The Diary of an Obsessed Muppet Fan – Entry 5, April 11, 2010

Dear Diary,
It’s been quite awhile, hasn’t it? Well, to be blunt, I just thought we could use some time apart. You were coming up on my last nerves and I just had to get out. Where have I been? Like that’s any of your business… but I’ve been fishing. That’s all. Fishing.

Anyway, I watched The Muppet Movie last night in preparation for this entry. Unfortunately, merely watching it didn’t prepare me for this at all. What do you say about your favorite film? A film you’ve seen more times than you can count, a film to which you know most of, if not every, line. Well… I don’t know. But I’m going to try to come up with something.

For a Muppet fan, watching The Muppet Movie is witnessing their heroes at the peaks of their careers. Jim Henson had pulled together the dream team and he was finally getting to show the world what they could do by taking them into that world. As a younger Muppet fan, I can only speculate what it might have been like to first see Kermit’s full-body strumming a banjo or riding a bike or opening a door (I notice the little things). I assume it went something like this…

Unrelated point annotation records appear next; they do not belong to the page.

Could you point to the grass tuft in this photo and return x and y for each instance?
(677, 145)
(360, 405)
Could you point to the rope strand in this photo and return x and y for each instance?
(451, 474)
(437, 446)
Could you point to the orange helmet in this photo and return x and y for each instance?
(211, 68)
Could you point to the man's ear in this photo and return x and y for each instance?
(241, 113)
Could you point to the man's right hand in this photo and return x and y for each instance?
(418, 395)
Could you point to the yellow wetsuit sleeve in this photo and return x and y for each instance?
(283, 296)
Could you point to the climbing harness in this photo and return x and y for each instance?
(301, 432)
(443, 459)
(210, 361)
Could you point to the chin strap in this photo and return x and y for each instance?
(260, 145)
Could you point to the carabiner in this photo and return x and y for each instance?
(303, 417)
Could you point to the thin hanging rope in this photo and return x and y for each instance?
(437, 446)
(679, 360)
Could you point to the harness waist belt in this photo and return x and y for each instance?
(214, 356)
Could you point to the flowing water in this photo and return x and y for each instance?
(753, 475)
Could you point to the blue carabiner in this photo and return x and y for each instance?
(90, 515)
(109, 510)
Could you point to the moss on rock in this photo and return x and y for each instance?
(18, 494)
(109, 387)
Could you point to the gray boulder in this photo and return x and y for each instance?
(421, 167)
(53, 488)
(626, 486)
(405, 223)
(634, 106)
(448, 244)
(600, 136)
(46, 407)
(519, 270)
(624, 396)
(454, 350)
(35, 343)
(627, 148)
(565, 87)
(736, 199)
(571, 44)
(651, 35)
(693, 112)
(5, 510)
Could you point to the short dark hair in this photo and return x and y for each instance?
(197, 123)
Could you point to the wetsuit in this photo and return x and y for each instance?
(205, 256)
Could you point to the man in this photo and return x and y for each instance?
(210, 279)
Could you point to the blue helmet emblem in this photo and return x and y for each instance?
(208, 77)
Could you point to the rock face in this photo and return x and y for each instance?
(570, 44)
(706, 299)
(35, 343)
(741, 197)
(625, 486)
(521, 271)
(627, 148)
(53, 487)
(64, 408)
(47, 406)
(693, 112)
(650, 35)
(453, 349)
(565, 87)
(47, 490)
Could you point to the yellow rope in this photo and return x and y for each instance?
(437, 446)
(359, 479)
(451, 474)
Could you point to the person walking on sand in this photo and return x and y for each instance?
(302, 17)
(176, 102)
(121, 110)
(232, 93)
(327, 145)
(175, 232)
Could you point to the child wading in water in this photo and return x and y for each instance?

“Good lord, Edna, that frog’s ridin’ a bike! A sign of the Commies if I ever did see one. Sell the house and the kids, we’re movin’ to Canada!”

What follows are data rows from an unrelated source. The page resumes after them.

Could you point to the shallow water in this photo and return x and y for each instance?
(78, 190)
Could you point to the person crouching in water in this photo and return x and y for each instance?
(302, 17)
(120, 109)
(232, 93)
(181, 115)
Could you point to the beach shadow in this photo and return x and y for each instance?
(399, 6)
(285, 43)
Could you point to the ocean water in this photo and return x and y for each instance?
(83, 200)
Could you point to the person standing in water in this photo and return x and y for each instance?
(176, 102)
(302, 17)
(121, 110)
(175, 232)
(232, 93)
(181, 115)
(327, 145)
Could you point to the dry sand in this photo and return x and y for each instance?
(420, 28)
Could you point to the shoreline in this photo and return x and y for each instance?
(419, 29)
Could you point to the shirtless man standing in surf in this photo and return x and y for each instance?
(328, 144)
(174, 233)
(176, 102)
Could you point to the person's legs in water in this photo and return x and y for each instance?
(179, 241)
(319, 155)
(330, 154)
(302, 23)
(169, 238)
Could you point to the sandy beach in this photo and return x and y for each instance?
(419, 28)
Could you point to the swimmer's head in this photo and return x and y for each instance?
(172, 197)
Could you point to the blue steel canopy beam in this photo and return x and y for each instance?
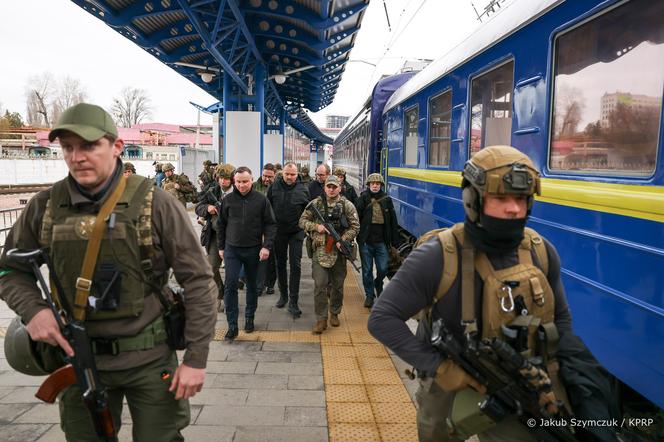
(205, 36)
(312, 19)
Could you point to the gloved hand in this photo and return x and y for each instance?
(451, 377)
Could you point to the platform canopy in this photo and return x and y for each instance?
(303, 45)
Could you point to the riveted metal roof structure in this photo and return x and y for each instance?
(302, 45)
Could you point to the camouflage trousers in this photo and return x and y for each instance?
(153, 408)
(434, 406)
(334, 278)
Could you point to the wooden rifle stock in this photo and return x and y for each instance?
(60, 379)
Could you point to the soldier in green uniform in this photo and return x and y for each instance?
(304, 175)
(206, 177)
(128, 169)
(329, 266)
(128, 336)
(178, 185)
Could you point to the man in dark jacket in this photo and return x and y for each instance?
(245, 237)
(316, 187)
(288, 197)
(347, 190)
(378, 231)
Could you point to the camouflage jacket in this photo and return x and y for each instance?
(185, 193)
(309, 221)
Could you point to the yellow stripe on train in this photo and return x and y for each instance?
(646, 202)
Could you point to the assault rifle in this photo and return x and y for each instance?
(80, 369)
(345, 247)
(515, 386)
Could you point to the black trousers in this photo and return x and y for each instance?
(288, 248)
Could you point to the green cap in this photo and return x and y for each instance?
(88, 121)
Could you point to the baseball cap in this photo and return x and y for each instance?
(332, 179)
(88, 121)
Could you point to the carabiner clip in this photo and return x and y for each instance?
(511, 298)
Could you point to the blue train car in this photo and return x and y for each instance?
(577, 85)
(359, 145)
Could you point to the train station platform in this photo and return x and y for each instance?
(279, 383)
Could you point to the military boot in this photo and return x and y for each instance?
(283, 299)
(320, 327)
(293, 308)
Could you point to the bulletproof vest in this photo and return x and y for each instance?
(123, 266)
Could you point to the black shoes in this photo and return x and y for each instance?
(232, 333)
(294, 310)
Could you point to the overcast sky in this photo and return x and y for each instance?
(60, 37)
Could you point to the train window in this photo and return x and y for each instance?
(491, 108)
(607, 93)
(440, 114)
(410, 155)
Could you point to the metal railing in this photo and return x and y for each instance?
(7, 219)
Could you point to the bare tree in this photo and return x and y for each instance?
(40, 95)
(131, 107)
(70, 92)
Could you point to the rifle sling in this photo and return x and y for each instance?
(84, 281)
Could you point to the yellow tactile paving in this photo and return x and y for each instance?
(346, 393)
(388, 394)
(366, 399)
(354, 432)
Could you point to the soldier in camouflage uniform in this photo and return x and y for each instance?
(178, 185)
(329, 266)
(206, 178)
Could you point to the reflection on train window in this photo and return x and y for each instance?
(440, 113)
(411, 118)
(491, 108)
(609, 75)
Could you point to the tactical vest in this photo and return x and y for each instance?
(127, 248)
(516, 301)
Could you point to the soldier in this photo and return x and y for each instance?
(316, 186)
(245, 237)
(128, 337)
(329, 266)
(128, 169)
(304, 175)
(159, 174)
(499, 184)
(208, 209)
(347, 190)
(288, 196)
(206, 177)
(178, 185)
(267, 269)
(378, 232)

Or… sort of, approximately like that. Anyway, although the technical wizarhoodle might be a very important part of the movie, it isn’t the most important aspect by a long shot. No, that designation belongs to Kermit the Frog. Who went from being a stressed out TV show host to an American hero and a movie star thanks to The Muppet Movie.

That’s the true power of this film, I think. The fact that it took a quirk frog and turned him into a true hero. Honestly, Kermit embodies the heroic model: a call to adventure (“Read my lips: Ha-lee-wood”), a quest for something that benefits the world (“Singing and dancing and making people happy”), aid of supernatural (“Gee, a Studebaker. Where’d ya get it?”), road of trials (“Get the picture, boy? Kermit THE Frog! Symbol of Doc Hopper’s French Fried Frog Legs!”), woman as a temptress (“Oh, Kermit, you’re a born leader!”), low-point (“I think there’s somethin’ wrong with the engine there”), atonement (“I guess I was wrong when I said I never promised anyone… I promised me”), overcoming a dragon (“Who are your friends, Doc? Those guys?”), and, of course, the ultimate boon (“Gee… How did a frog make the big time?”).

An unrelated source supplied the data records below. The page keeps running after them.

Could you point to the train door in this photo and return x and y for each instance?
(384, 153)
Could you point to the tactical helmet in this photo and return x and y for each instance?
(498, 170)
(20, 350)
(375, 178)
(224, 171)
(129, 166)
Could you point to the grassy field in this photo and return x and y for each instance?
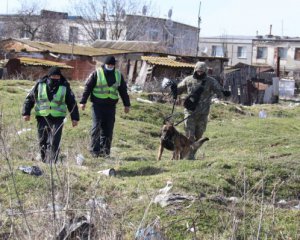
(235, 189)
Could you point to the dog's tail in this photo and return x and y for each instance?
(196, 145)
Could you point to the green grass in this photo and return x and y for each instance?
(245, 154)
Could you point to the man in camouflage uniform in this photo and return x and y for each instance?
(196, 121)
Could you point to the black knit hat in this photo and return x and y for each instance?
(110, 60)
(54, 71)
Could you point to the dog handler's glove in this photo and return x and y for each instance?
(190, 103)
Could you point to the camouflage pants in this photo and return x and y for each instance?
(195, 126)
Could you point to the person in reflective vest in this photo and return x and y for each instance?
(51, 97)
(104, 86)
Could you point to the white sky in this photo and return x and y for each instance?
(219, 17)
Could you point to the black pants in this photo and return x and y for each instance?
(49, 134)
(102, 129)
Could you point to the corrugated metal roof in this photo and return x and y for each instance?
(42, 62)
(59, 48)
(165, 61)
(134, 46)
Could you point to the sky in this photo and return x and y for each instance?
(218, 17)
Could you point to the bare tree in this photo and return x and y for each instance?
(103, 19)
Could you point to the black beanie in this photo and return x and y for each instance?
(54, 71)
(110, 60)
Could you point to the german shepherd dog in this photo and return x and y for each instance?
(175, 141)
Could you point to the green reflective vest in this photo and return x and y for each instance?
(102, 90)
(56, 108)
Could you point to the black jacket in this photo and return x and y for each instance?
(110, 78)
(51, 90)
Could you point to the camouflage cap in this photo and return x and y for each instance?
(200, 66)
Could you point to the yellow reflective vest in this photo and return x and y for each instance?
(56, 108)
(102, 90)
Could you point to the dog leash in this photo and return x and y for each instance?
(184, 119)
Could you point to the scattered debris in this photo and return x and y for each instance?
(96, 203)
(23, 131)
(57, 207)
(34, 170)
(80, 159)
(149, 233)
(167, 188)
(172, 198)
(108, 172)
(144, 100)
(233, 199)
(262, 114)
(77, 228)
(136, 89)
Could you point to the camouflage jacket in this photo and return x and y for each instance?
(211, 87)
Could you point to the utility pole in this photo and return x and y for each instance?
(199, 21)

Kermit’s journey from mild-mannered swamp denizen to confident Hollywood big-shot is what propelled him to be more than just a frog–more than just a puppet. The fact that Kermit could evolve as a character and become someone we aspire to be like is why he is real, why he is an American hero. As soon as we discover that Kermit has a dream, we connect to him. No longer is he just there to make us laugh, now he is here for us to root for and connect to.

It just doesn’t get any more heroic than Kermit the Frog. His dedication to his dream and to making people happy is why he overcomes and why he is a hero for the ages. No one illustrates this better than the Frog himself when he says,

“Yeah, well, I’ve got a dream too, but it’s about singing and dancing and making people happy. That’s the kind of dream that gets better the more people you share it with. And, well, I’ve found a whole bunch of friends who have the same dream. And… and that kind of makes us like a family. Do you have anybody like that, Hopper? Who are your friends, Doc? Those guys? …I don’t think you’re a bad man, Doc, but I think if you look in your heart, you’ll see that you really want to let me and my friends go. To follow our dream. But… if that’s not the kind of man you are, and what I’m saying doesn’t make any sense to you… well then, go ahead and kill me.”
I don’t know what Kermit’s role in the new Muppet movie will be… but I certainly hope it’s like this.